Bangladesh National Authority for Chemical Weapons Convention
- Formation: 2006
- Headquarters: Dhaka, Bangladesh
- Region served: Bangladesh
- Official language: Bengali
- Chairman: Lieutenant General SM Kamrul Hassan
- Parent organization: Armed Forces Division (AFD)
- Website: www.bnacwcafd.gov.bd

= Bangladesh National Authority for Chemical Weapons Convention =

Bangladesh Government Regulatory Agency

The Bangladesh National Authority for Chemical Weapons Convention (বাংলাদেশ জাতীয় কর্তৃপক্ষ, রাসায়নিক অস্ত্র কনভেনশন) is a Bangladesh government regulatory agency that ensures he implementation and compliance with Chemical Weapons Convention.

== History ==
On 14 January 1993, Bangladesh signed the Chemical Weapons Convention and ratified on 25 April 1997. On 24 September 2006 Bangladesh National Authority for Chemical Weapons Convention was formed through the passage of Chemical Weapons (Prohibition) Act, 2006. The authority was initially under the Ministry of Foreign Affairs but was later shifted to the Armed Forces Division of the Prime Minister's Office.

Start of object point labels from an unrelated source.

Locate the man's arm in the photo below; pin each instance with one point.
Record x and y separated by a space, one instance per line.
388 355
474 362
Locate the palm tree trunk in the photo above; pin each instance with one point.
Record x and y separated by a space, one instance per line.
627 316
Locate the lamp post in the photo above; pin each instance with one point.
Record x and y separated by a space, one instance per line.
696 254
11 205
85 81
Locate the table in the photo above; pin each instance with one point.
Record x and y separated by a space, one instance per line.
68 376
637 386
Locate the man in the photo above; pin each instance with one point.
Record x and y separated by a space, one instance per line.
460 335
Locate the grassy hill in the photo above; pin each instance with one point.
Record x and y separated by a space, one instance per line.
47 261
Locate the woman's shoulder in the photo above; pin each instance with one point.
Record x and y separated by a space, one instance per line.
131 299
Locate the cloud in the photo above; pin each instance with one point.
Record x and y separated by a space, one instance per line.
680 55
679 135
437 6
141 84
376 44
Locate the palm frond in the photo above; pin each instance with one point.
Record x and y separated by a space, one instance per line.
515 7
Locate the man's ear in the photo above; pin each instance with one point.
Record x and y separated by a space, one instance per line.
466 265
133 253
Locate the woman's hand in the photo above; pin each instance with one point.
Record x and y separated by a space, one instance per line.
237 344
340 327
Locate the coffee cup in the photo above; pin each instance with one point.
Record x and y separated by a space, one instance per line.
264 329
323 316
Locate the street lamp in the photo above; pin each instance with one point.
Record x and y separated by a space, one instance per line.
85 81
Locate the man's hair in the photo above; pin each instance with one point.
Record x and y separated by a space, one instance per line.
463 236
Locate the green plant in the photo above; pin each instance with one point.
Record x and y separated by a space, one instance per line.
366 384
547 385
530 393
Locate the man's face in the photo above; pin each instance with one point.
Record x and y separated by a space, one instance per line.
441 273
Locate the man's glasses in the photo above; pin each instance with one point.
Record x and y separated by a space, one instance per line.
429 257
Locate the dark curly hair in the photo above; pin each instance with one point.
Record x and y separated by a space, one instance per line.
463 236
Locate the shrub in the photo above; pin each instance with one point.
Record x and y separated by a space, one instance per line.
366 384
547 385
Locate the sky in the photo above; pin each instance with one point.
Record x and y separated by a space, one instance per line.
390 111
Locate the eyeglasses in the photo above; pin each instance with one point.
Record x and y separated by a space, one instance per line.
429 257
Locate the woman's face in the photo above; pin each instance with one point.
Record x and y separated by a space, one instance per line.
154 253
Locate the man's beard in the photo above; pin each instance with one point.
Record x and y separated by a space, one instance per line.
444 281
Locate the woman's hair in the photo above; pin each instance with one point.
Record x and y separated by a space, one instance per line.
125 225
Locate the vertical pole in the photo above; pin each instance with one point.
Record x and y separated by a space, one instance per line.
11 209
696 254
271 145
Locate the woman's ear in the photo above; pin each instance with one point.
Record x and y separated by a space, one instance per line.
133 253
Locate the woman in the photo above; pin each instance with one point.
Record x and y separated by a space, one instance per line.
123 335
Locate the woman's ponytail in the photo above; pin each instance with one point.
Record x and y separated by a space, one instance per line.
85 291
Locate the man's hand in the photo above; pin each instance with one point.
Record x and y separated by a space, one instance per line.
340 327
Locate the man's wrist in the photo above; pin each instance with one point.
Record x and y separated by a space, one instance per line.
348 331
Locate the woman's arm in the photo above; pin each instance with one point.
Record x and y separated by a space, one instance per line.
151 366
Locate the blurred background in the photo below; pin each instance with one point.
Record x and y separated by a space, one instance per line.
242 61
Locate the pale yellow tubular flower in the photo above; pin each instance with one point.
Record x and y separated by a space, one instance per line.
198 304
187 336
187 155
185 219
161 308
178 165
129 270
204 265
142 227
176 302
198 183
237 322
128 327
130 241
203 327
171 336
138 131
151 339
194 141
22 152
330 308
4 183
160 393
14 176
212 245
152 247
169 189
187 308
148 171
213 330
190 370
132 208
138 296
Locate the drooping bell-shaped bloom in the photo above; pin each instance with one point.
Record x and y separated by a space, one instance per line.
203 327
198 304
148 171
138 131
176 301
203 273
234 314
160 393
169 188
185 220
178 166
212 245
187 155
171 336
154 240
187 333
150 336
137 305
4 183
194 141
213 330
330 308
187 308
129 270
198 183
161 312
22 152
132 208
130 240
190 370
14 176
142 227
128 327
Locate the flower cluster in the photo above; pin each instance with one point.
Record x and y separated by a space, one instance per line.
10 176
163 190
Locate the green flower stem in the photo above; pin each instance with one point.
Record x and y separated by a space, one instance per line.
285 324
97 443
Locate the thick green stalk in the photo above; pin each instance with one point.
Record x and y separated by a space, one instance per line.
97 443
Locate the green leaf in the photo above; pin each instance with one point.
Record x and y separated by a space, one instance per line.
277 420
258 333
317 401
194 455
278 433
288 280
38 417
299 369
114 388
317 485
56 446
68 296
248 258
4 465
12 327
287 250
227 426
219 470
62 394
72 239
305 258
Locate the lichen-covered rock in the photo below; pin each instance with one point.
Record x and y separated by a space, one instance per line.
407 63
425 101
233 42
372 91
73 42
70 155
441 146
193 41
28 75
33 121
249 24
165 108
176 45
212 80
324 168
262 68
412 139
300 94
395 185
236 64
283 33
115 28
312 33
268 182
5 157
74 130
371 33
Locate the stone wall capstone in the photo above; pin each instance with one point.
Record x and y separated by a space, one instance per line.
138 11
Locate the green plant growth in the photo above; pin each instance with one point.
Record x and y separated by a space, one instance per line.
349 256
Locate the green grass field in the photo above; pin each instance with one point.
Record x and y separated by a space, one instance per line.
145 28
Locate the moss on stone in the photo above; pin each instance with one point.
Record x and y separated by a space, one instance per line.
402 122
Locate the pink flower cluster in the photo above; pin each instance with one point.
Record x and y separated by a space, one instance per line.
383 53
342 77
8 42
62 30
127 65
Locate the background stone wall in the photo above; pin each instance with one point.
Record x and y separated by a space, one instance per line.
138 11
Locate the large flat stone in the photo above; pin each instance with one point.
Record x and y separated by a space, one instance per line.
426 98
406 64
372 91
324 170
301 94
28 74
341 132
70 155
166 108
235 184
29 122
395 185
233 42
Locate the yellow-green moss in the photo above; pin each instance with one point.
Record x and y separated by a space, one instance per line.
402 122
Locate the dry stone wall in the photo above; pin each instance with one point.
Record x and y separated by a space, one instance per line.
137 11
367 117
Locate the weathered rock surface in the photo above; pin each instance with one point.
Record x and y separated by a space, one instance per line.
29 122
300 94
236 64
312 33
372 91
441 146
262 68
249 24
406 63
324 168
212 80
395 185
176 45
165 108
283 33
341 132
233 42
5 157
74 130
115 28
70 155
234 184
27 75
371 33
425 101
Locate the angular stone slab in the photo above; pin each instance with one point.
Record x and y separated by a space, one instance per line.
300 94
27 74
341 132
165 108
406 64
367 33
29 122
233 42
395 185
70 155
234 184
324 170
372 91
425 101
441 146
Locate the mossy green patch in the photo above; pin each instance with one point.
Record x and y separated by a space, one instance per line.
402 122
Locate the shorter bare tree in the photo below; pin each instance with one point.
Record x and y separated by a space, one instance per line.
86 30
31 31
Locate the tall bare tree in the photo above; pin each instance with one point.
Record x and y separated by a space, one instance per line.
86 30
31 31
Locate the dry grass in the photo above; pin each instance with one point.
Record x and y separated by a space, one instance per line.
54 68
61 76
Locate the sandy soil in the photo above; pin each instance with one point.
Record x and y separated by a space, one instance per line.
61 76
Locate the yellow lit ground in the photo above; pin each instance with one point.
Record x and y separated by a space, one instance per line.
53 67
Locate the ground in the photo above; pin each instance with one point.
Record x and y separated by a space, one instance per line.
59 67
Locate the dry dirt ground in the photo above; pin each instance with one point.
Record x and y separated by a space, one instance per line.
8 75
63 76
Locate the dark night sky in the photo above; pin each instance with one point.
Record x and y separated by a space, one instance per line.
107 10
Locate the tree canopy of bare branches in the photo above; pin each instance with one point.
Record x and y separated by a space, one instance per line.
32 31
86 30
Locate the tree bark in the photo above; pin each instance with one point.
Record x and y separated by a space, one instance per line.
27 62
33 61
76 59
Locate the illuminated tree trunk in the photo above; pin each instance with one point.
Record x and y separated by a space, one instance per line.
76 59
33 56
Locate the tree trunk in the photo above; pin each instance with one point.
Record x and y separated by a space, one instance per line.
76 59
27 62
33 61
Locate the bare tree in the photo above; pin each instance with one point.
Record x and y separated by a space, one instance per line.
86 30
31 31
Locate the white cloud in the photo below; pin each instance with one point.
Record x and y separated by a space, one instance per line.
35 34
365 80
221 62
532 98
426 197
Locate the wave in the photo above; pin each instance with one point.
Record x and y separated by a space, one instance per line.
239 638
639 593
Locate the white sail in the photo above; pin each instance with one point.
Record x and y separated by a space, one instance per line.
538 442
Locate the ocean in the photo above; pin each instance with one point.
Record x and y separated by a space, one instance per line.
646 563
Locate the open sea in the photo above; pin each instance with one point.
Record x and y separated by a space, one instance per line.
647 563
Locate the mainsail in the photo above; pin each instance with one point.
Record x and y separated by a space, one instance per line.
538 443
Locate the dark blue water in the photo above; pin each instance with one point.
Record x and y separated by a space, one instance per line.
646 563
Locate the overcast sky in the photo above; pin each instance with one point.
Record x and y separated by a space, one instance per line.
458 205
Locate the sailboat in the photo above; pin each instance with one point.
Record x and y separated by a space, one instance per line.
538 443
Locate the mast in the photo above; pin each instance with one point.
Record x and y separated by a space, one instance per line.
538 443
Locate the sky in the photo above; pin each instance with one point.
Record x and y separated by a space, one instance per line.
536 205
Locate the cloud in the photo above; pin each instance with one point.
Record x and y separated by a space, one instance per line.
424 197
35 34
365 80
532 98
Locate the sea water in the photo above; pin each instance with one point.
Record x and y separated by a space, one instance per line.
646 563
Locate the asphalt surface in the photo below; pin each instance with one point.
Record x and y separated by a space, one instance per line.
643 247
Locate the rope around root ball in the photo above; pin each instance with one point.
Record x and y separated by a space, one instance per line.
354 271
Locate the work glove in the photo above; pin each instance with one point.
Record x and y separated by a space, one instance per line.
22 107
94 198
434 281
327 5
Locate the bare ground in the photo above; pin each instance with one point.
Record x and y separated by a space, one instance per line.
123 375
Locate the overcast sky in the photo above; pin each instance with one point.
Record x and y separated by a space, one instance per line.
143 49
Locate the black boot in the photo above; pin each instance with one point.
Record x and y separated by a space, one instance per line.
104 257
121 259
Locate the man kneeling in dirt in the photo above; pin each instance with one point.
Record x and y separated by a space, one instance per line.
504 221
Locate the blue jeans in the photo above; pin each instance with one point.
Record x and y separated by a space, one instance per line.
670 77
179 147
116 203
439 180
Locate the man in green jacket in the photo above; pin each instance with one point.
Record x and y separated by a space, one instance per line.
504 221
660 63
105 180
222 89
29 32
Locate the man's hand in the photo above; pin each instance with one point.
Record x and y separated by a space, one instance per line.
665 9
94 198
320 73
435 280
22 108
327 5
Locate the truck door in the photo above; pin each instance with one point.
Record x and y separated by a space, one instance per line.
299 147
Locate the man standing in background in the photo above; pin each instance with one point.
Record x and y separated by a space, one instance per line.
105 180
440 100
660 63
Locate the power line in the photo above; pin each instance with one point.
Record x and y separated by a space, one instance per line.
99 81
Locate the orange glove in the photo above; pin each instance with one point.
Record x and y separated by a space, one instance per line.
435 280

On 19 October 2017, the authority organized a two-day conference titled Advanced Chemical Safety and Security Management. The authority facilitates the inspections of Organisation for the Prohibition of Chemical Weapons in Bangladesh.

Its 16th general meeting was held online in 2020 due to the COVID-19 pandemic in Bangladesh.